I'm in so much trouble.  When I decided I wanted to be a Mom, I imagined these independent, clever children.  They would play on their own whiling away the hours until they needed a hug from Mom just to reinforce their awesomeness.  That magical hug would happen and they would joyfully go on with whatever pursuit they had imagined for themselves.

I know.  Dreams.  *sigh*

Somewhere along the way I also took it for granted that they would somehow understand feelings and be empathetic little creatures.  I can't even claim to have dreamt that one up.  It's too far fetched for even my dream state.  I tend to stick to dreams of waking up to a quiet house on Saturday morning or a million dollars being given to me by a long lost but very rich uncle.

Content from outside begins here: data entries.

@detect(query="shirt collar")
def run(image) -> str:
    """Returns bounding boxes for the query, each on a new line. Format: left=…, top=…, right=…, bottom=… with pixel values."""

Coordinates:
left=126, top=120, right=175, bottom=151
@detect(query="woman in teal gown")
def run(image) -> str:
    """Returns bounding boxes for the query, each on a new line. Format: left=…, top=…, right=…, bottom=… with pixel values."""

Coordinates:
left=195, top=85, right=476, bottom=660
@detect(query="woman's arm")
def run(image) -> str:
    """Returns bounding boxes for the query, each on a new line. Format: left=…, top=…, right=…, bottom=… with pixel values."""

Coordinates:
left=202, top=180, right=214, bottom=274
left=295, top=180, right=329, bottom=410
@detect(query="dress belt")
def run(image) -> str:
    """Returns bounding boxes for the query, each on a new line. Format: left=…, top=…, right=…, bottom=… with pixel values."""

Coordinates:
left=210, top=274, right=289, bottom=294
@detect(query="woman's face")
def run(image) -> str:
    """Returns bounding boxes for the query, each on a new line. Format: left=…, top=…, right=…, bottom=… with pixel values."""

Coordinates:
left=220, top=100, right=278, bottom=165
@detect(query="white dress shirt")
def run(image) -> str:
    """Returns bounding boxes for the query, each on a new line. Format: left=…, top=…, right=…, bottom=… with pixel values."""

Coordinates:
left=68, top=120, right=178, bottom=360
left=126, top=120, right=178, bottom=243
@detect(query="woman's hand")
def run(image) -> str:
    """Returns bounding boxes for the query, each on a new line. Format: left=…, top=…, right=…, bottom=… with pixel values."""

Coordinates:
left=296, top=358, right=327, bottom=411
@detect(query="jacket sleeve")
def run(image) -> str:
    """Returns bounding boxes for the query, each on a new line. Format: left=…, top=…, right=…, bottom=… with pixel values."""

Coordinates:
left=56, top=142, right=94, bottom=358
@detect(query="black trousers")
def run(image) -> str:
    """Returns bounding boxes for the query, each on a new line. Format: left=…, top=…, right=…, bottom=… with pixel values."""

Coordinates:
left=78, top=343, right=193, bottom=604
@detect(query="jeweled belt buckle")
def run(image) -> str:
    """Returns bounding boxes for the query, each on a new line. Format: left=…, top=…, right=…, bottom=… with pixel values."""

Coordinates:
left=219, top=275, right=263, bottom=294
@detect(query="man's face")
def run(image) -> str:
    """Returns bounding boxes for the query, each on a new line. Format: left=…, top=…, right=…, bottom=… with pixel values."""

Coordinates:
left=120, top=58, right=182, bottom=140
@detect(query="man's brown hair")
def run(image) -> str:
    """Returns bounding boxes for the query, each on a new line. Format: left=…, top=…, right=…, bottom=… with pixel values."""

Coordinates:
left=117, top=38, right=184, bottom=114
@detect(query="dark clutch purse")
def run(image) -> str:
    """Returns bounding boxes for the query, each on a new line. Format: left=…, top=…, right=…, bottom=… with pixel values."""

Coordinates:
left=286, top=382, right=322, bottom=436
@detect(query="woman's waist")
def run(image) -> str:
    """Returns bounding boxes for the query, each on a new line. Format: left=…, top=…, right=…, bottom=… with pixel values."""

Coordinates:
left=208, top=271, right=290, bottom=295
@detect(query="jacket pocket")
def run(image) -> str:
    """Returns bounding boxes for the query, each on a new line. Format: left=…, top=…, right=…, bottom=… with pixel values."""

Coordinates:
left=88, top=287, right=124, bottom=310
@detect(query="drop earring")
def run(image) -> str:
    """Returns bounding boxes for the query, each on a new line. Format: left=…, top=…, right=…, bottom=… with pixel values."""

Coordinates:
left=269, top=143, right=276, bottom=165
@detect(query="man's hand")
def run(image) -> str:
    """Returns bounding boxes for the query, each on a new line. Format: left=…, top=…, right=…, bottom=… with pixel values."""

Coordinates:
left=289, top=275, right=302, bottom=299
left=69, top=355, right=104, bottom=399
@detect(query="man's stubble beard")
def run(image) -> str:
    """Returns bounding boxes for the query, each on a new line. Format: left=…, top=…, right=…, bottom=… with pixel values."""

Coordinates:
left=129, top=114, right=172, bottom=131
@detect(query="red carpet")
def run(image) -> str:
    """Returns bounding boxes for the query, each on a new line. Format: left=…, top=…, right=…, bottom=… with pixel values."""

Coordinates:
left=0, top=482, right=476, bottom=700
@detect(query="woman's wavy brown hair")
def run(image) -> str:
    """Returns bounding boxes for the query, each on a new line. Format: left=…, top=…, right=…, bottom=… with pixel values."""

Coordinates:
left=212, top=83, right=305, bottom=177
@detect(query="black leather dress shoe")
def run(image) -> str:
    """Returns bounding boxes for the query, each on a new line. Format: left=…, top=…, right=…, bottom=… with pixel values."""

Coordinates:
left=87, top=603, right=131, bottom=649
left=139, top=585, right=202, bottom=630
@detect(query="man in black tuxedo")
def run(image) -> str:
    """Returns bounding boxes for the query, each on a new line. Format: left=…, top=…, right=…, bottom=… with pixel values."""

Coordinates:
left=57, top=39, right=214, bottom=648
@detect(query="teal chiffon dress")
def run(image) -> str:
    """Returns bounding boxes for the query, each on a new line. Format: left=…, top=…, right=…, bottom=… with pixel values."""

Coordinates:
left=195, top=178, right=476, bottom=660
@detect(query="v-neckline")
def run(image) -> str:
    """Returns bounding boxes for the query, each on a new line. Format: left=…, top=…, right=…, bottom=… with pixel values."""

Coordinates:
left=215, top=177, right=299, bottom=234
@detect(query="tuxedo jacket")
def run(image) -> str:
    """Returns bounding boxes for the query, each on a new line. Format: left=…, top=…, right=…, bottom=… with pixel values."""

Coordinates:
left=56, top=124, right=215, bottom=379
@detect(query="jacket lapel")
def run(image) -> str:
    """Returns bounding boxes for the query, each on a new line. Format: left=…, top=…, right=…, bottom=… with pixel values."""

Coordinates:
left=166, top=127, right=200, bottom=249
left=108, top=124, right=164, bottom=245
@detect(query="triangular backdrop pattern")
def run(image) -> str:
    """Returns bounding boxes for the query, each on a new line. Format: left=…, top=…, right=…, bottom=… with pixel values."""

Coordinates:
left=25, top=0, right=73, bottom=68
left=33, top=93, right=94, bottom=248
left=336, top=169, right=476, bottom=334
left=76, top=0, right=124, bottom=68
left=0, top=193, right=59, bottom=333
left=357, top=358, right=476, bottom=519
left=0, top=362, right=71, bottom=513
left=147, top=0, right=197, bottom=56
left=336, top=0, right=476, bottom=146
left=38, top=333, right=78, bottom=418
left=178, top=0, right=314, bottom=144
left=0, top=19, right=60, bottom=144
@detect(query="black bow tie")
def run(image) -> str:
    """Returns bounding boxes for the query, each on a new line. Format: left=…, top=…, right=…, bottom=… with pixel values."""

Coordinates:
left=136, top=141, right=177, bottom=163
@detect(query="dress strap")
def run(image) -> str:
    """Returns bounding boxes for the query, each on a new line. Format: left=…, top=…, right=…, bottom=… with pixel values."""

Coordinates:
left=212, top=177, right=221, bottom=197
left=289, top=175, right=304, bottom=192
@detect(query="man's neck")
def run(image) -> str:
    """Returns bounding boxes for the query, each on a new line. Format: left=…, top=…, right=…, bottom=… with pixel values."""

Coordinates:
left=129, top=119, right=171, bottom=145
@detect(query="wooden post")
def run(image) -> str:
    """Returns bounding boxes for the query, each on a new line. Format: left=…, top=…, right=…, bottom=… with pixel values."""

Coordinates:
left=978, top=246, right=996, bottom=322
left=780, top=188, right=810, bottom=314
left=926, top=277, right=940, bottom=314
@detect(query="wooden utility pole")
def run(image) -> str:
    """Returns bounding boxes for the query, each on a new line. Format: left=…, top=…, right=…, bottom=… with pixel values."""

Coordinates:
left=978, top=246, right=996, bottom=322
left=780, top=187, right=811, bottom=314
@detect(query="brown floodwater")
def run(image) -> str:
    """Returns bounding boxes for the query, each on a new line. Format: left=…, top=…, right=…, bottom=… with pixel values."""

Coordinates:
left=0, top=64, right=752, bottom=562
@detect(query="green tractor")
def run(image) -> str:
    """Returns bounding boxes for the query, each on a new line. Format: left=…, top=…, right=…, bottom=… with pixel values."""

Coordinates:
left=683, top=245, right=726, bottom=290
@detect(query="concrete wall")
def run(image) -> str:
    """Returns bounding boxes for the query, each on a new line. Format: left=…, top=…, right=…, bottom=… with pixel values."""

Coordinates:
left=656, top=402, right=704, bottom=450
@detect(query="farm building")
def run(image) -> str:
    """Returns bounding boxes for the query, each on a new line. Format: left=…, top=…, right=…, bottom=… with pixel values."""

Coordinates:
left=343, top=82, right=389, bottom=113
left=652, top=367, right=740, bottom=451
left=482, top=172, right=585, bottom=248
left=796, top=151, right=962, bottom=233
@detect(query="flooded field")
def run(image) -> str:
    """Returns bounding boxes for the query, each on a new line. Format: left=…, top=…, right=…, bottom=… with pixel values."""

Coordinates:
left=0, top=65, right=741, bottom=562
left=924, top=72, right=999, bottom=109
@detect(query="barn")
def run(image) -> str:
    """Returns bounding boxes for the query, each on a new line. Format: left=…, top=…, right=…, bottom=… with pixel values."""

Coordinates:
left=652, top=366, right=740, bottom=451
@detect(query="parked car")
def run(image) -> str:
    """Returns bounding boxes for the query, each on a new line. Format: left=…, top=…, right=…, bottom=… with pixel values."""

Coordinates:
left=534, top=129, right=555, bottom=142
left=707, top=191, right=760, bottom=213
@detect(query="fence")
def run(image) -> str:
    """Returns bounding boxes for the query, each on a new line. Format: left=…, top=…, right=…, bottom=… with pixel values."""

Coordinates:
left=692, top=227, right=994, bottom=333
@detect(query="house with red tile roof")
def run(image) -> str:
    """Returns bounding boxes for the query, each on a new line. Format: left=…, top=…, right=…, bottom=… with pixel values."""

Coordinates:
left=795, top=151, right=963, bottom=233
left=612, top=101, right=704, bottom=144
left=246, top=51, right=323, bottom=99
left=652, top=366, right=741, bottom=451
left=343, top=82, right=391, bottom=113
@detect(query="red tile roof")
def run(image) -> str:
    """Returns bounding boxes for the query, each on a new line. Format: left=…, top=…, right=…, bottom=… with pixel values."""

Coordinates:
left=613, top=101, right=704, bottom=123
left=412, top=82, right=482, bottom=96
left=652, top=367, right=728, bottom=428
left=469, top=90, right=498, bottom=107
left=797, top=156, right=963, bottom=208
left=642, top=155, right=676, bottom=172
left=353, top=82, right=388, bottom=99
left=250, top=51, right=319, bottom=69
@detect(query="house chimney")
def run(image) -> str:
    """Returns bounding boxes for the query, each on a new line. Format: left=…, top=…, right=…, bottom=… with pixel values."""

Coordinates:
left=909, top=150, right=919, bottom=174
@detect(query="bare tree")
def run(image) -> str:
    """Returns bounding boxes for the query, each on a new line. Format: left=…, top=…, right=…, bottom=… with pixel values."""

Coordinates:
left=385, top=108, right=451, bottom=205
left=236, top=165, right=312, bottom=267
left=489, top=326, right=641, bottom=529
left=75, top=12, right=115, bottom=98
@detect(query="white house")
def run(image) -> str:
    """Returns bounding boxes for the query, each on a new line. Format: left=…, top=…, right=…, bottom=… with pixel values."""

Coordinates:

Lately Bean has been carrying my lunch box into the house.  She likes that is purple and she loves 'helping' mommy.  Yesterday I got her out of the car, handed her my lunch box and went around to get Inchie.  I took it for granted that the lunch box would make it into the house unscathed.

Moments later the lunch box is getting kicked down the stair and around the driveway.  I'm pretty sure I growled calmly asked Bean to pick it up and carry it into the house.  I might have tacked a NOW onto the end of my request.  Somewhere in there threats of staying home while Inchie went trick or treating might have come out of my mouth.  In the moments after day care pickup, can Mom really be held accountable for all that she says?

Bean's brain kicks into the gear (or the threats worked, who knows) and she comes down and snatches up the lunch box.  As she head up the stairs she shouts over her shoulder, "Does this make you happy Mom?"

*sigh*

I'm getting sassed by my three year old.  Not just sassed but cut to the quick!  Time spent attempt to teach her empathy is turned back against me in a flash.  If she can do this at age three, what power will she weld at age thirteen?